Cosmeceuticals first launched in Australia in 1998. Today, the brand has approximately 400 partners Down Under. In addition to the U.S., it is also available in New Zealand (where it has 60 partners), Russia (300 partners) and Ireland, a new market that launched six months before the onset of COVID but nevertheless thrived in 2020. Ireland now numbers 40 partners. Karen noted that virtual consultations and educational webinars served to strengthen the aesthetician-consumer relationship last year, and continues to do so.

Ultraceuticals employs 65 people, a number that will remain fairly steady as the brand expands via third-party distribution. Approximately 85 percent of its sales are via the professional channel.

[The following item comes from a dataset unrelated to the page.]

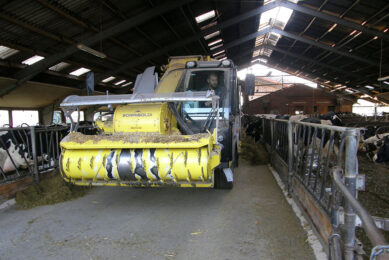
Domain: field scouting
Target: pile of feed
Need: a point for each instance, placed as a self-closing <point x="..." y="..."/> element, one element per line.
<point x="253" y="152"/>
<point x="51" y="190"/>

Industry veteran Karen has a history of working with beauty entrepreneurs, notably Aveda’s late visionary founder, Horst Rechelbacher, when she lived in North America. Karen is now based in Sydney.

“I come from the natural world, not cosmeceuticals. I was a little afraid of cosmeceuticals at first, but after trying Ultraceuticals’ products and seeing results on my own skin, I became a big believer. I will only represent a brand whose products I use myself,” she said.

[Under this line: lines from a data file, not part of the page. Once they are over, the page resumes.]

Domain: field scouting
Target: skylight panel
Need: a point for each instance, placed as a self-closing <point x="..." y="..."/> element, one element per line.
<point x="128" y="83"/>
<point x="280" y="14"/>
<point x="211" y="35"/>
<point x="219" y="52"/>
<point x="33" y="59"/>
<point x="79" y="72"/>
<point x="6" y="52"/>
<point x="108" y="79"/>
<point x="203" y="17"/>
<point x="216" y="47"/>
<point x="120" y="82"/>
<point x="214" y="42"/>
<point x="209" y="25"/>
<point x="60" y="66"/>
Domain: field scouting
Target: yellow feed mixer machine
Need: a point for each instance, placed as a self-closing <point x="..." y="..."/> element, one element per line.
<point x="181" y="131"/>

Brand founder Dr. Heber is as driven as ever to keep innovating new products, and enhance existing ones, with his full-time, in-house R&D team, Karen said.

Next up, Ultraceuticals will launch a B2 Sheet Mask, following the success of the Ultra B2 Hydrating Serum. The brand is also investing in incorporating pleasurable sensorial experiences as part of its portfolio of high-performing products. Globalizing the brand is also on the agenda.

“We’re absolutely focused on the U.S., and we will also be moving our attention to Europe. Over the next couple of years, we are looking to bring Ultraceuticals around the world. We are dedicated to supporting and servicing the professional industry, and supporting the community of estheticians who are the gateway to our consumer.”